A LoadBalancer resource is created to handle incoming requests. We specify that it's an application load balancer with load_balancer_type="application", and it is internet-facing by default.
Two TargetGroup resources represent groups for each of the model's endpoints. You need to provide the protocol, port, vpc_id, and health_check configurations.
A Listener is attached to the load balancer to listen to the HTTP traffic on port 80.
Two ListenerRule resources are defined, one for Model A with path_pattern: "/model-a*" and one for Model B with path_pattern: "/model-b*". These rules forward traffic to the respective target groups based on the URL path requested.

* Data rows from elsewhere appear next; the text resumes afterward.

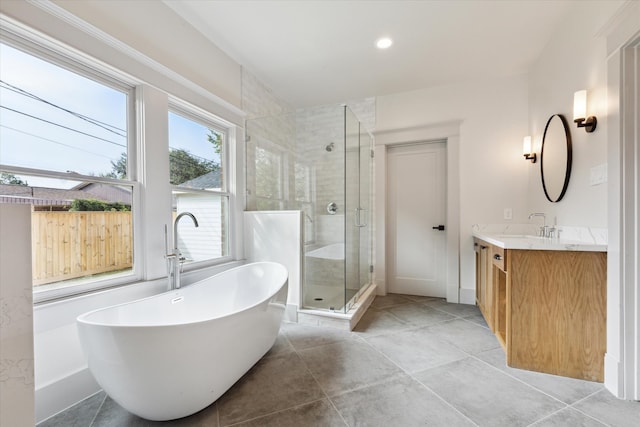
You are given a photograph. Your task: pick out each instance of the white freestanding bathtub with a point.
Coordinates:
(173, 354)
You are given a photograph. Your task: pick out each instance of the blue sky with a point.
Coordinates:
(36, 134)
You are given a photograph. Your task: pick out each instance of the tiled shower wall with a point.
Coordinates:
(310, 176)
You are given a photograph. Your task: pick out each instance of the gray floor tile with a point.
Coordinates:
(319, 413)
(604, 407)
(467, 336)
(303, 336)
(416, 349)
(568, 390)
(568, 418)
(347, 365)
(111, 414)
(478, 319)
(281, 346)
(273, 384)
(488, 396)
(419, 314)
(372, 376)
(376, 322)
(418, 298)
(460, 310)
(79, 415)
(389, 300)
(399, 402)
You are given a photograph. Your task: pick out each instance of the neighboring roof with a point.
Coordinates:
(12, 193)
(207, 181)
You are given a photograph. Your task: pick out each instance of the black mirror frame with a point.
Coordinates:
(567, 174)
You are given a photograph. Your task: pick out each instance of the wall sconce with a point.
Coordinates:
(527, 150)
(580, 112)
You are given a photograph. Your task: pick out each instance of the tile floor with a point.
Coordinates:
(411, 361)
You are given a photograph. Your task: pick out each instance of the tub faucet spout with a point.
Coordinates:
(175, 259)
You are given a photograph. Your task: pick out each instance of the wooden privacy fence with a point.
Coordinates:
(67, 245)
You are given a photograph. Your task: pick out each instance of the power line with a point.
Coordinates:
(55, 142)
(106, 126)
(64, 127)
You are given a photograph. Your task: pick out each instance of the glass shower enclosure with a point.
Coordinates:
(319, 160)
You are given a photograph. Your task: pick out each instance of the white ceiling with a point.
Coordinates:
(322, 52)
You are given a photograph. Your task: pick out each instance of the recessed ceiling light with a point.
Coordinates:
(384, 43)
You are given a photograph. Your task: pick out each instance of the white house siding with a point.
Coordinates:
(206, 241)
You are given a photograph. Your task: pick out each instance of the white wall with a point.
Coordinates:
(276, 236)
(575, 59)
(152, 28)
(16, 317)
(492, 174)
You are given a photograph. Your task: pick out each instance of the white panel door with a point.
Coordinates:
(416, 204)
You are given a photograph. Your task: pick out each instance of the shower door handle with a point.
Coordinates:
(359, 222)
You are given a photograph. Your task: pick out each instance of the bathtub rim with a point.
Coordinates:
(81, 319)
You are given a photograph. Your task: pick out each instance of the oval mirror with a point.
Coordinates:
(555, 158)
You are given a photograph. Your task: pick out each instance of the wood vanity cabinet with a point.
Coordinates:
(484, 298)
(547, 308)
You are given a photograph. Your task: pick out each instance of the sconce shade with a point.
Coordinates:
(526, 145)
(580, 112)
(527, 151)
(579, 105)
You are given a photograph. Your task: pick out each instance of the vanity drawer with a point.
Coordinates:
(498, 256)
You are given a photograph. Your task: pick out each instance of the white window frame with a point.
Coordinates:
(78, 63)
(200, 116)
(149, 193)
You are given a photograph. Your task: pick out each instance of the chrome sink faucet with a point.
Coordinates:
(545, 231)
(175, 259)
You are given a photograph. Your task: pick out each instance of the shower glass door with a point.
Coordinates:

Please replace placeholders for subnets and security_groups with actual values from your setup, and modify the path in the health_check configuration to point to the correct path for health checking each of the endpoints.

The priority value in the listener rules is used to determine the order of rule evaluation when requests are received; lower numbers have higher precedence.

Finally, we export the DNS name of the load balancer, which you can use to access your model endpoints from the internet.

This setup will route traffic to http://<load_balancer_dns_name>/model-a to the Model A endpoint and traffic to http://<load_balancer_dns_name>/model-b to the Model B endpoint. To view the Load Balancer DNS name after deployment, you can run pulumi stack output load_balancer_dns_name.

Ensure that the target EC2 instances or containers are properly registered with their respective target groups and are configured to respond to the health check path you've specified.